As the nights grow longer and chilly, spooky stories are the perfect companion.

Nocturnes is a selection of short stories and novellas by John Connolly.   Many of the stories are quick glimpses into the macabre, while others linger a while longer.  Readers will never look at a circus or clowns the same way again.  I'm also a little cautious about mirrors, too.  Expect to meet witches, vampires, fairies, a tormented stranger and a vengeful ghost.  These bite-sized morsels are delicious.

Another short story collection worth checking out is Fancies and Goodnights, written by John Collier in the early 20th century.  Each story has an old-fashioned feel to it, almost like Collier identifies older fears we think we have abandoned.  After tasting a little Collier, just try to enter a department store without looking over your shoulder.  Collier is praised by Ray Bradbury, Neil Gaiman, Roald Dahl and other fantasy and science fiction writers, who credit him with inspiration and guidance.  Prepare to be unsettled.

The Gates, another book by by John Connolly, is listed as a young adult novel, but as I have stated before, "YA" doesn't mean it should be resigned to the young.  Samuel Johnson, age 11, and his daschund Boswell witnesses his bored neighbors accidentally open up the Gates of Hell.  What comes through isn't pleasant, especially when it wears the skin of Mrs. Abernathy and threatens the small boy and his dog.

What if there is existence after death?  Would you want to know?  Audrey Niffenegger explores that realm in her latest novel, Her Fearful Symmetry.  The characters were intriguing, the story compelling and we discover that life, and death, aren't at all what one expects.  Elspeth, a twin, dies, and leaves her apartment, and the life it gave her, to her sister's mirror-twin daughters.  When the young women arrive, they meet many of the people in Elspeth's life — including one they didn't expect.

Connolly scores another direct hit with The Book of Lost Things, a book about a book.  David is a sad and troubled child whose life and sanity hangs in the balance on the cusp of World War II.  After his mother dies and his father remarries, he hears books talking to him — especially one in particular, older and more dangerous than the others.  Connolly mixes tragedy and humor, fairy tales and reality, a child's worst nightmares and his greatest dreams.  Readers must encounter this book if only to meet the dwarves.

Heart-Shaped Box is, hands down, one of the scariest books I have read in years.  I suggest you have a Reading Buddy on hand, like I did, when you attempt this book.  In Joe Hill's first novel, an aging rock star named Jude purchases a suit said to be haunted by a ghost.  From the moment Jude opens his UPS package, you know this is no lightweight story: it draws blood from the start and it keeps going for the jugular.

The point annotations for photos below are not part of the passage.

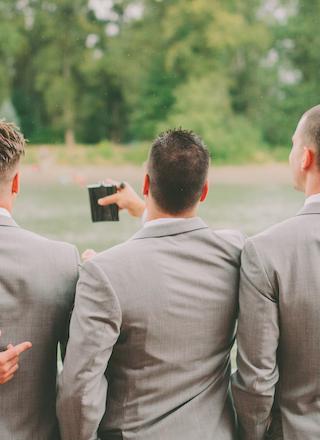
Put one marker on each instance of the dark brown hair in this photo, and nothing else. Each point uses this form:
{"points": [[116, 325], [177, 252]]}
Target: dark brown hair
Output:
{"points": [[12, 145], [178, 166]]}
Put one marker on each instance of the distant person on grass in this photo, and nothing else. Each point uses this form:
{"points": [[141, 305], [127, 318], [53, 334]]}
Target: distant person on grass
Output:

One can't complete a spooky book list without mentioning Stephen King.  I stepped away from him for a while because a couple of recent novels didn't hit the mark with me — but a recent collection of novellas and short stories did.  Just After Sunset reminded me why I wore a cross around my neck for most of the seventh grade and why I couldn't sleep for days after finishing Misery.  Some of the stories are more compelling than others, but as with his best, some of the scariest stuff was what could be true.  Between the artifacts appearing in a man's home to an obsessive-compulsive whose illness began after a photo session in the wilds of Maine, there's more than enough to keep a reader jumping.

What are some of the scariest books you have read?